Houve dificuldades. Por exemplo: departamentos que se julgaram injustiçados
por uma avaliação muito rigorosa. Ao mesmo tempo,
o processo foi muito longo (no total, mais de oito anos) e relativamente
dispendioso. Não sei se valeria a pena repeti-lo, ou fazer
avaliações de outra forma, de unidades, de cursos,
ou da própria Universidade, como aliás já está
exigindo o Conselho Estadual de Educação. Após
a avaliação departamental, a CPA solicitou aos departamentos
que levassem em conta as críticas e sugestões recebidas
e efetuassem seus planos de metas para um período de cinco
anos. Creio que esse também foi um exercício válido,
para muitos departamentos. Quando eu assumi a coordenação
da CPA, há cerca de um ano, esse processo estava terminando,
e eu pude entregar o relatório final ao então reitor
Jacques Marcovitch. Com isso, entendi que estaria encerrada a missão
que o Conselho Universitário confiou à CPA em 1992.
JUSP A avaliação dos docentes da USP é feita
então pela Cert?
Cordani A bem da verdade, a missão da Cert não
é a de avaliar os docentes da USP. Cabe a ela supervisionar
e fiscalizar os regimes de trabalho do corpo docente da Universidade,
como sempre fez desde os anos 60, assessorando o reitor em seus
atos administrativos relacionados a docentes. Sua preocupação
principal é o RDIDP, e em seguida o RTC. Suas atividades
principais são as seguintes: primeiramente, ela examina os
processos relativos aos docentes ingressantes em algum dos regimes
especiais de trabalho, e supervisiona o seu desempenho analisando
relatórios bienais, durante os seis anos que dura o período
de experimentação. Além disso, ela analisa
os relatórios e os currículos dos docentes não
efetivos quando de suas recontratações periódicas.
Uma terceira função importante é a de credenciar
docentes interessados em realizar atividades concomitantes ao RDIDP.

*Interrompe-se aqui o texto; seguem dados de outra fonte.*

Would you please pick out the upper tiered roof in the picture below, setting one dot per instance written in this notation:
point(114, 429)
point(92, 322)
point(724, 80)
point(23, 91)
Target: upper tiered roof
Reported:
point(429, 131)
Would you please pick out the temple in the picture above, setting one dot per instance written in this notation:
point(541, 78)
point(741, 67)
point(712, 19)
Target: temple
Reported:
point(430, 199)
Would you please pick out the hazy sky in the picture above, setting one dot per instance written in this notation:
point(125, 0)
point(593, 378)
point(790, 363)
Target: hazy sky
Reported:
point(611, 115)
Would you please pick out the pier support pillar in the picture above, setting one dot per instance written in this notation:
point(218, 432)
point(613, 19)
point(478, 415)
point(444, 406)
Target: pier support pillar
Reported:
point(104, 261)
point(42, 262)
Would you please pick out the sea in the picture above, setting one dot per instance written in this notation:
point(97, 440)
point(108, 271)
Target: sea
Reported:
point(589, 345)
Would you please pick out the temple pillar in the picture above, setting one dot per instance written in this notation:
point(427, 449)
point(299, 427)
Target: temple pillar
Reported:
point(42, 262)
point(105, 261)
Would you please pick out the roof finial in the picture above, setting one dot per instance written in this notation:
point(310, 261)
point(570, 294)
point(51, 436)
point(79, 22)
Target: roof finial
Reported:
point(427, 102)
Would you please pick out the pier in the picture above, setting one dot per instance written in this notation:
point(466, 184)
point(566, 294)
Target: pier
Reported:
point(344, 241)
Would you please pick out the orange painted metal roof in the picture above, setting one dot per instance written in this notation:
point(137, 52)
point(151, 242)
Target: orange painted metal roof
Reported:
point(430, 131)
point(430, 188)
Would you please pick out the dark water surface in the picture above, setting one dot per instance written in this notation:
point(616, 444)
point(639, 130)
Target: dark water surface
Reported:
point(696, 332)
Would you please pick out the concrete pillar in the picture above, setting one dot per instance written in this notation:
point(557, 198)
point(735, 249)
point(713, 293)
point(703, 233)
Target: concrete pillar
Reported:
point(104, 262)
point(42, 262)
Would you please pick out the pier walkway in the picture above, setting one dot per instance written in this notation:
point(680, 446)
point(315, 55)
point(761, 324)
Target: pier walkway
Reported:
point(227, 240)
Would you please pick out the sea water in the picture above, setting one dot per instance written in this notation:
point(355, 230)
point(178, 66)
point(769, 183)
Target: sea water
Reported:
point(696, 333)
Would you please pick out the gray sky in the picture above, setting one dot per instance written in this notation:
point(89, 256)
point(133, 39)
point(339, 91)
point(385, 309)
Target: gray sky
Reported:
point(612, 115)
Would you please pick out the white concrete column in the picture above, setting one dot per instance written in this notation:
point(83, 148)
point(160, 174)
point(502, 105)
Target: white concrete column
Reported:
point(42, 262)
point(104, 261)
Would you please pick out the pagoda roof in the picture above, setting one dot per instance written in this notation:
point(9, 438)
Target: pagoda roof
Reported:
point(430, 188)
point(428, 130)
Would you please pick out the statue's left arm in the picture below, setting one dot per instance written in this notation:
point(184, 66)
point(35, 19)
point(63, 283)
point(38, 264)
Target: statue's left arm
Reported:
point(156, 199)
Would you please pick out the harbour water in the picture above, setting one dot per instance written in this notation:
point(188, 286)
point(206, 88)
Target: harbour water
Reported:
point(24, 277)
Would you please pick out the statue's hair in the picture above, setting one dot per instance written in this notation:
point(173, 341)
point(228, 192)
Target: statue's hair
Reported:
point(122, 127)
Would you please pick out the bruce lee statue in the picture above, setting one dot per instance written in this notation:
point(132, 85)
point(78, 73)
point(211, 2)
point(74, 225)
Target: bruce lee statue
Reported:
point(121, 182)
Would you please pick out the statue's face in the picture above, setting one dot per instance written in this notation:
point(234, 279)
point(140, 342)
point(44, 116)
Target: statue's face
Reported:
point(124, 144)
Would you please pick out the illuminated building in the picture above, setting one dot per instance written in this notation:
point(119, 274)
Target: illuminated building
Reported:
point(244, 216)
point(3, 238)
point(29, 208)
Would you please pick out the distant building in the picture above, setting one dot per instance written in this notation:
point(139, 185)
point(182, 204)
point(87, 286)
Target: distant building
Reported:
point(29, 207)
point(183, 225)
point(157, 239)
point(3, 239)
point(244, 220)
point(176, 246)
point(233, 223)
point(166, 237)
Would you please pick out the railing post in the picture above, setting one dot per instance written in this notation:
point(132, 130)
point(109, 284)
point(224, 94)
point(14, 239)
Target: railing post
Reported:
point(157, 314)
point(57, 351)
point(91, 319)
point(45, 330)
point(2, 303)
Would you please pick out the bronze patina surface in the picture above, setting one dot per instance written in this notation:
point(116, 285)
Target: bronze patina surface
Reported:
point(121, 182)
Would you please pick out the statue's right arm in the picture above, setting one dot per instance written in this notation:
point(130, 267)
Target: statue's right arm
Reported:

Finalmente, procura verificar os casos em que ocorrem possíveis
infringências com relação às normas de
cada regime. Para essas atividades, é necessário que
exista algum tipo de avaliação, no sentido de atribuição
de valores, mas não se trata de uma avaliação
em si, como finalidade, mas apenas um meio para a realização
de objetivos diferentes.
JUSP Parece-me que dessa forma nem todos os docentes da USP são
analisados pela Cert. É isso mesmo?
Cordani Com efeito, apenas uma parcela, talvez uns 40% dos
docentes da USP são analisados pela Cert. Os ingressantes,
por concurso ou por contrato, aqueles que dependem de renovações
contratuais, aqueles que solicitam credenciamento para atividades
concomitantes, e os que pedem afastamentos, licenças, transferências
etc. Há também alguns poucos casos em que docentes
são acusados de infringência em relação
ao RDIDP. A Cert não toma iniciativas para verificar o desempenho
deste ou daquele docente, mas analisa os processos que lhe são
encaminhados pela administração para a execução
de suas funções normativas.
JUSP Em média, quantos processos são analisados
pela Cert, por exemplo, mensalmente?
Cordani Fazendo uma estimativa rápida, a Cert
se reúne quinzenalmente durante o período letivo,
o que representa cerca de 20 reuniões anuais. Em cada reunião,
são examinados mais de cem casos, possivelmente perto de
150, o que perfaz uns 3.000 processos anuais. Eu diria que cerca
de um quarto refere-se a relatórios bienais do período
de experimentação do RDIDP, e outro quarto seriam
renovações contratuais. Talvez uma terceira parte,
ou seja, cerca de 1.000 professores, solicitariam credenciamento,
e o restante dos processos refere-se a casos diversos, como afastamentos
para o exterior, transferências internas, mudanças
de regime etc.
JUSP Como são efetuados os exames dos processos dos docentes
pela Cert? Isto é, como é possível analisar
com profundidade, numa sessão com 13 pessoas, cerca de 150
processos?
Cordani Na verdade, normalmente, os processos vêm instruídos
adequadamente pelos docentes e pelos departamentos interessados,
de modo que o exame da documentação não é
difícil. Além disso, a composição da
Cert inclui docentes muito competentes, que adquiriram experiência
em tais análises, e todos são chamados para estudar
e relatar um certo número de processos relacionados com sua
área de atuação acadêmica. Os relatores
normalmente analisam os processos antes da realização
das sessões da Cert, e seus comentários são
discutidos na reunião. Casos de desempenho docente que suscitem
dúvidas e discussões são poucos, não
mais do que 10 ou 15 por sessão. São esses os casos
em que a Cert faz algum reparo, algum comentário, por vezes
alguma sugestão para que o docente em questão melhore
o seu desempenho acadêmico. A meu ver, a existência
de tão poucos casos duvidosos é uma indicação
de que normalmente os professores da USP têm bom desempenho
acadêmico, o que significa que a Universidade consegue escolher
bem os seus quadros.
JUSP A seu ver, por que a Cert é tão atacada por
setores da Universidade? Por exemplo, é real que a Cert utiliza
como único critério de avaliação o número
de artigos publicados pelos docentes, o que levaria a desestimular
aqueles professores que se interessam preferencialmente pelas atividades
de ensino?
Cordani Essa pergunta merece um desdobramento. Com relação
aos critérios utilizados pela Cert, em primeiro lugar cabe
assinalar que o próprio regulamento dos regimes de trabalho
diz que o docente sujeito ao RDIDP está obrigado a
dedicar-se exclusivamente aos trabalhos de seu cargo, particularmente
no que diz respeito à investigação científica.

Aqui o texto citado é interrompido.